Dental implants are titanium replacements for your teeth’s natural roots. Their function is to permanently anchor the overlying crowns, bridges or dentures to the underlying bone.
How do they work?
Osseointegration. In brief.
Dental implants are tapered posts made of biocompatible titanium that are surgically placed into bone. Once the surgery is complete, new bone cells begin to grow in and around the implant. This fusion, or osseointegration, between the jaw and implant starts almost immediately. After circa 12 weeks, the implant is usually fully fixed in the jawbone and strong enough to support the final restoration. An individual crown, an implant-supported bridge or dentures containing multiple teeth are then fabricated in the laboratory and attached to the abutment.
What are the benefits?
Confident, happy smile.
Dental implants improve your smile, speech and bite if you are missing teeth.
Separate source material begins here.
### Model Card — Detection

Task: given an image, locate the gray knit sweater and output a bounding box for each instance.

If you lose a tooth through disease or injury, the bone that once supported it shrinks away. Dental implants maintain the integrity of the jaw bone in a way that dentures and bridges cannot. The psychological benefits are also varied. For many, the thought of losing teeth or wearing dentures can be traumatic. Dental implants are a great away to overcome this worry. Knowing the implant will remain fixed in position, no matter what, can be tremendously reassuring for patients.
Are they for me?
Who is most suited to dental implants.
If you want the most natural, hassle-free solution for replacing missing teeth, then dental implants may be the correct option for you. Dentures and bridges are viable alternatives, but they do not suit everyone. Dentures are removable and bridges require the preparation of existing teeth. Dental implants, though more expensive initially, are many people’s preferred treatment
Nearly every adult is a candidate for dental implants. Generally, it is not advisable to place dental implants in young teens because the dental bones are still growing at that age.
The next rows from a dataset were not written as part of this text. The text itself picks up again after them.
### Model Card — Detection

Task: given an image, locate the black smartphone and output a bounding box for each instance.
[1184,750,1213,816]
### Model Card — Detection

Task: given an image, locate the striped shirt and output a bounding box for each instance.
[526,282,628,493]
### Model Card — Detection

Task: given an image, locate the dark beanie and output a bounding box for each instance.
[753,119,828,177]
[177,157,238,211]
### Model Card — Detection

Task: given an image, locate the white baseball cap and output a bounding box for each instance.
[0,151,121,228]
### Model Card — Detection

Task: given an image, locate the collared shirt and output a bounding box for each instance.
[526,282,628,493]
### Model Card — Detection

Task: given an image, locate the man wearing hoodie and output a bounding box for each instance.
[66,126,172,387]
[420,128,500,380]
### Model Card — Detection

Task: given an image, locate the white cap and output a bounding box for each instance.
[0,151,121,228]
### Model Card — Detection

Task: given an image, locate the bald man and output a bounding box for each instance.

The best time to place a dental implant is at the time the tooth is extracted, or very shortly thereafter. Dental implants can, of course, be placed many years after a tooth has been lost, but there has to be an adequate amount of healthy bone available to support the titanium implant.
How is it done?
Steps to placing a dental implant.
When you make an appointment with our implant dentist, they will do various tests and examinations to formulate a treatment plan. These include dental health checks, radiographs, including 3D CBCT, study models, photographs and shade matching. Planning is the most important factor between success and failure, and this is why we insist on a thorough consultation with the implant dentist for all clients wishing to undergo this treatment.
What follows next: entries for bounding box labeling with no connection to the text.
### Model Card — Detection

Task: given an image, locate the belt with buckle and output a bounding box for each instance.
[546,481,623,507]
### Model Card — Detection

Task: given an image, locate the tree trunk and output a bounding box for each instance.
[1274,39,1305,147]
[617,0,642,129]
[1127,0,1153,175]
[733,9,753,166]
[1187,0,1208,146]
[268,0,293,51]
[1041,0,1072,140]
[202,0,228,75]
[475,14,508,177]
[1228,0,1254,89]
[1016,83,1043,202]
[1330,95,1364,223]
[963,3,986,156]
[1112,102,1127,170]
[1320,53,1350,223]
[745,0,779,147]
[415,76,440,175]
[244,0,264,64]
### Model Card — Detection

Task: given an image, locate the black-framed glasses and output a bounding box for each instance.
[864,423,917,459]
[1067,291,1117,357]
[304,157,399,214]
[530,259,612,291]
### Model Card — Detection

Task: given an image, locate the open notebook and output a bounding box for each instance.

Once the clinician has gathered all the information, they will go though the various treatment options with you. It is at this juncture that costs, payment plans, pros and cons and consent forms will be discussed. You are free to take all the information away with you to think about it before committing to any treatment. In fact, we will encourage you to do so. Patients need the space and time to be fully aware of all risks and benefits, both financially and dentally.
When you have decided to proceed, we will book you in for the surgery. During the operation, a small incision is made in your gum and a pilot hole is prepared to receive the titanium implant. The implant is then screwed into place. This will remain in situ for up to 12 weeks to allow the implant to fuse to the bone. Temporary bridges or dentures can be fitted at this point to maintain the space in between visits.
When the implant has integrated properly, a dental abutment is attached to the implant and impressions are taken for the final restoration. Once the laboratory’s ceramicist has fabricated the porcelain crowns or bridges, the bite is checked and adjusted in the chair. If all is well, the dentist will then secure the restoration to the abutment via screws. The entire process takes circa 14 weeks from the initial consultation.